Senior mental health clinician Helen Andrianakis knows what this alternative picture looks like all too well. In her line of work, when Christmas rolls around, she hits the streets armed with donations and hands out care packages to those doing it tough.
“I did the hamper outreach this week and it was really heartbreaking,” Helen told Neos Kosmos.
“I’m seeing a lot of sadness, a lot of disappointment, a lot of neglect, a lot of people are in pain. Lots of people are saying they’ve got nowhere to go for Christmas; they’ve got no family.”
While there are services available such as the big lunch put on at the MCG, she says it doesn’t compare to being in your own home, with your own people.
With the generous care packs put together by the ladies of the Philoptochos Society from Coburg Greek Orthodox Church, over a two-week period she has given out more than 2,000 hampers while on outreach.
The circumstances of those in need are many and varied, says Helen, and perhaps a reality that could be closer to home than many realise.
“The message I want the community to sit back and think is ‘this could be us’,” she urged.
“Every day that I approach a client I put myself in their position – that could be me. We could easily lose everything, because once upon a time, they were high fliers too. We’re not just talking about people using heavy substances but people who have lost their homes and become homeless; they have lost their businesses and have nothing; or given everything to their children and then they’re booted out of their homes; or, their wives and husbands have died and they go and live with their children who end up saying sorry I can’t cope with you.”
For those who are in a position to do so, making a difference in someone’s life at this time of year can be as simple as going through the pantry or cleaning out that wardrobe you’ve been meaning to sort through all year, and seeing if there are any extras that can be given a new home.
“They can put together packs with anything from toiletry items, socks, clothing, tuna, drinks, nuts, little cheese packs, even toys for the children,” she said.
While these daily items are by no means a luxury for the average person, Helen says that receiving these packages means the world, and above all, shows that they haven’t been forgotten.
“I don’t just drop them off and go away; I sit there and try and have a consultation with them, try and talk to them, ask them what they’re doing on Christmas Day and tell them what will be open. I know I can’t fix the world, but I make sure that at least with the things that I know are available, I can help out,” she says.
While Helen admits to seeing some dire situations at work, nothing fills her with hope more than people’s willingness to help, and so far this Christmas has been blown away by people’s generosity.
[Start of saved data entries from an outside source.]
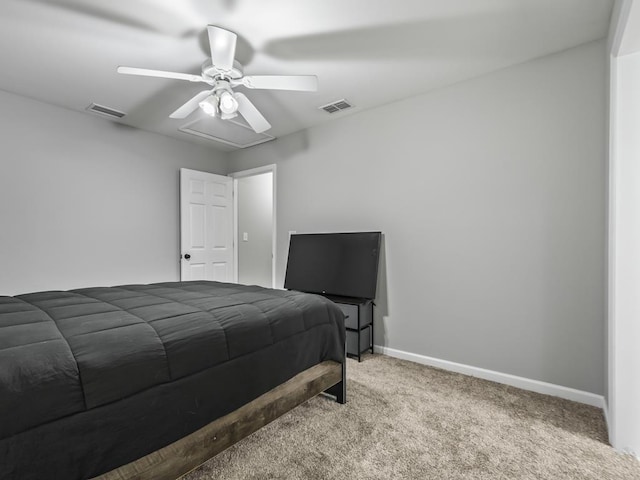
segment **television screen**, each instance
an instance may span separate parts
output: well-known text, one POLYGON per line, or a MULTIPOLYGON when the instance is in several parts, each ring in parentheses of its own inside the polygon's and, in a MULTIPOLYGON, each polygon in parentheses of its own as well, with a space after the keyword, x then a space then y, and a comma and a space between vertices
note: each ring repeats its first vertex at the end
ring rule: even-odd
POLYGON ((291 235, 284 288, 375 298, 381 236, 380 232, 291 235))

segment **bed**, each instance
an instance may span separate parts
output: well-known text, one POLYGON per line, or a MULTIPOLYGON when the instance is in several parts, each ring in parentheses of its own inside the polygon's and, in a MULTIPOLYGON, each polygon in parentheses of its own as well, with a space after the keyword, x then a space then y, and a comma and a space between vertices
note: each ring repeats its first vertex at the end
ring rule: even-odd
POLYGON ((176 478, 321 391, 329 300, 218 282, 0 297, 0 478, 176 478))

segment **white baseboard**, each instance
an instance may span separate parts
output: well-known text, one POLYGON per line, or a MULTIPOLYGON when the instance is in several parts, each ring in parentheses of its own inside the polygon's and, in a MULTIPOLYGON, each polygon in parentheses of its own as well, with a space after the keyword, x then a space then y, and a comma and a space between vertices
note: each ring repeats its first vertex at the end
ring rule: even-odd
POLYGON ((607 415, 607 412, 604 409, 604 397, 602 395, 596 395, 595 393, 583 392, 582 390, 563 387, 562 385, 555 385, 553 383, 546 383, 539 380, 532 380, 530 378, 518 377, 516 375, 510 375, 508 373, 495 372, 493 370, 472 367, 471 365, 464 365, 462 363, 455 363, 448 360, 440 360, 438 358, 427 357, 425 355, 404 352, 402 350, 383 347, 381 345, 374 345, 374 351, 376 353, 382 353, 383 355, 399 358, 401 360, 409 360, 411 362, 428 365, 430 367, 437 367, 443 370, 449 370, 451 372, 463 373, 472 377, 491 380, 492 382, 511 385, 512 387, 522 388, 523 390, 530 390, 536 393, 552 395, 554 397, 560 397, 567 400, 573 400, 574 402, 584 403, 593 407, 602 408, 605 411, 605 417, 607 415))

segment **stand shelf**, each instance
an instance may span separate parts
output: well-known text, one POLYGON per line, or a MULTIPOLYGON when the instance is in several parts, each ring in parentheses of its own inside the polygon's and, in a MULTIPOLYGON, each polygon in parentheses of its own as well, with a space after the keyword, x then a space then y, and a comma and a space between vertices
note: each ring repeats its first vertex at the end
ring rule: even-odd
POLYGON ((325 295, 345 314, 347 356, 362 361, 367 350, 373 353, 373 300, 325 295))

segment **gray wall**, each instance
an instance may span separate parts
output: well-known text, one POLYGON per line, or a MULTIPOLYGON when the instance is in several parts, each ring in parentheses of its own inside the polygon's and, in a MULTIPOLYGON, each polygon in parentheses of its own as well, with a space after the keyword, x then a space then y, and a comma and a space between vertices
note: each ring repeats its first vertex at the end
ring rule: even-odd
POLYGON ((178 170, 225 154, 0 92, 0 295, 179 279, 178 170))
POLYGON ((273 174, 238 178, 238 282, 272 286, 273 174), (243 234, 247 233, 245 241, 243 234))
POLYGON ((605 45, 231 155, 287 232, 381 230, 376 344, 601 394, 605 45))

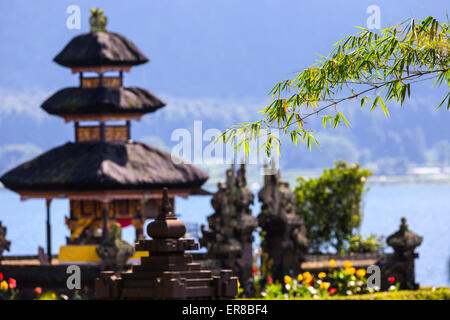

“I just couldn’t believe the amount of generosity that was offered through the Church and through their friends. The amount of support that was offered … it was a delight.”
The collection round for Christmas Day has already been completed, but for those wanting to donate, Helen will be doing another collection round on Boxing Day and again during the first two weeks of January.
To donate goods, call Helen Andrianakis on 0403 503 678.
* Helen also works with children with complex care needs battling addiction passed on in the womb through their mothers. To do her part, she has launched the Lean On Me campaign to raise much-needed funds.
“The money goes towards the little children, but also to the disadvantaged mothers and families who have children born with an addiction; we go out and buy what they need, like nappies, formulas, and sustenance,” says Helen.